Por Sara Espejo

Cualquier tipo de apegos genera sufrimiento, pero el aferrarse a algo a alguien que ya nos ha soltado puede mucho más sufrimiento. Evidentemente cada uno de nosotros tiene una curva de tiempo que debe respetar en sus procesos, cada quien lleva un ritmo, que si bien puede ser contraproducente acelerar, tampoco es sano alargar los lapsos.

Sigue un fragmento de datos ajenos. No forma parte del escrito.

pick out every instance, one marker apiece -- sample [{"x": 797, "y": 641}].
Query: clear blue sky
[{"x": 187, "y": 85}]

Si estamos aferrados a una relación del pasado por ejemplo, en donde se hace evidente que esa persona con la que mantuvimos un vínculo, ha continuado con su vida, o al menos eso es lo que deja entender, será muy complicado torturarnos con pensamientos estériles que no nos llevarán a nada bueno, más que a la generación de drama en nuestras vidas.

El drama no nos permite salir a la superficie, podemos estar rodeados de grandiosas experiencias, podemos tener a personas a nuestro alrededor que nos ofrezcan relaciones de mayor calidad, podemos estar frente a muchas oportunidades y el drama como una bruma no nos dejará verlas. Nuestro pensamiento se enfocará en aquello que nos tortura, que nos hace sentir nostalgia, culpa, rabia, que nos hace querer volver al pasado para cambiarlo y no nos permite avanzar.

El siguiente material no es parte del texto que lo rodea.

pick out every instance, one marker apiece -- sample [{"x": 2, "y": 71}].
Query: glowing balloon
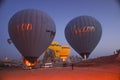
[
  {"x": 65, "y": 52},
  {"x": 31, "y": 31},
  {"x": 56, "y": 47},
  {"x": 83, "y": 33}
]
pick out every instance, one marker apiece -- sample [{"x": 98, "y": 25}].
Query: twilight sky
[{"x": 107, "y": 12}]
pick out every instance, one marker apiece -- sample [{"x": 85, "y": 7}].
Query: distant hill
[{"x": 111, "y": 59}]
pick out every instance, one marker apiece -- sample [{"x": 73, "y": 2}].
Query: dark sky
[{"x": 107, "y": 12}]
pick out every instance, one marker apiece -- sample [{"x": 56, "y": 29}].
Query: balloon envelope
[
  {"x": 65, "y": 52},
  {"x": 31, "y": 32},
  {"x": 83, "y": 33}
]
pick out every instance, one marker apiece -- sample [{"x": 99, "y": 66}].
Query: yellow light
[
  {"x": 28, "y": 63},
  {"x": 65, "y": 52},
  {"x": 56, "y": 47}
]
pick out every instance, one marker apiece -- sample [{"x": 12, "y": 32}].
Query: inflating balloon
[
  {"x": 83, "y": 33},
  {"x": 31, "y": 31}
]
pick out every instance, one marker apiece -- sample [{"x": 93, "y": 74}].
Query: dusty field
[{"x": 105, "y": 72}]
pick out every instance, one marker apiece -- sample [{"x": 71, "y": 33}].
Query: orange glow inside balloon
[{"x": 29, "y": 64}]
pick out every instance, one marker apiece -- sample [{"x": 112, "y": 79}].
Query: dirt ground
[{"x": 104, "y": 72}]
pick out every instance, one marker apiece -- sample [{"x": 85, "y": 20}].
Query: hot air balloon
[
  {"x": 31, "y": 31},
  {"x": 83, "y": 33},
  {"x": 56, "y": 47},
  {"x": 65, "y": 52}
]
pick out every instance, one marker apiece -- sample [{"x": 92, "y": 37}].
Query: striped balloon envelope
[
  {"x": 31, "y": 31},
  {"x": 83, "y": 33}
]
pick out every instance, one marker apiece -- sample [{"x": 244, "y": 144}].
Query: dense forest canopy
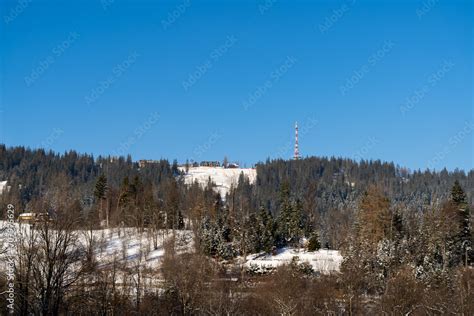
[
  {"x": 331, "y": 182},
  {"x": 404, "y": 236}
]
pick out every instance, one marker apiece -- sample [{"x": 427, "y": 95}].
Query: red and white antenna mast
[{"x": 297, "y": 153}]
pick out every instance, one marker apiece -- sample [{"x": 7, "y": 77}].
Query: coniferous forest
[{"x": 406, "y": 237}]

Si la persona que se roba nuestra atención está enfocada en algo más, esto debe ser un estímulo adicional para seguir adelante. Puede doler el cerrar un ciclo, pero muchas veces resulta necesario. Si el desprendimiento cuesta demasiado, comencemos por marcar la intención sin ser radicales. Asumamos una postura del tipo: “la vida da las vueltas necesarias, lo que debe ser será y ocurrirá de manera natural”.

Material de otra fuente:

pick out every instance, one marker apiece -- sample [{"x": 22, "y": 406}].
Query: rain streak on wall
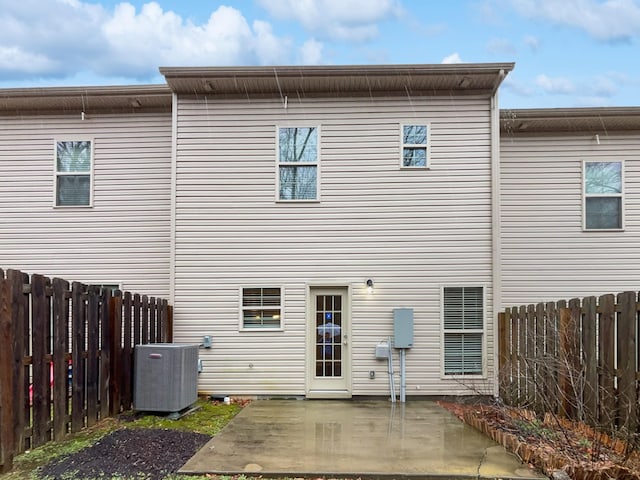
[
  {"x": 410, "y": 231},
  {"x": 124, "y": 238}
]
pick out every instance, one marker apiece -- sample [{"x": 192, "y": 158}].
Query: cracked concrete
[{"x": 365, "y": 438}]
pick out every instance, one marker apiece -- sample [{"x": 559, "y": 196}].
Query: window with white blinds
[{"x": 463, "y": 330}]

Cuando nos creemos este tipo de afirmaciones que me producen sentimientos encontrados, se nos hace sencillo el permitirnos, el soltar, pero quizás con la ligera esperanza de que las cosas a futuro resulten diferentes y ese espacio que nos damos muchas veces resulta suficiente para lo que necesitamos, que es dejar de prestarle atención a aquello que acapara nuestros pensamientos. Y normalmente cuando nos percatamos de la realidad y nos observamos, ya ni siquiera deseamos lo mismo que cuando decidimos soltar la necesidad de control.

Muchas veces sabemos que una situación o una persona no nos conviene en nuestras vidas, sin embargo, la necesidad de hacer nuestra voluntad o lo que consideramos es mejor, nos impide soltarla y por ego resultamos lastimados y malgastando tiempo y energías valiosas y necesarias para emprender cualquier otra experiencia.

Aprende a soltar, a identificar lo que realmente te conviene, no observes la situación desde el miedo, sino desde la confianza, confianza en que todo estará bien y que lo mejor está por venir.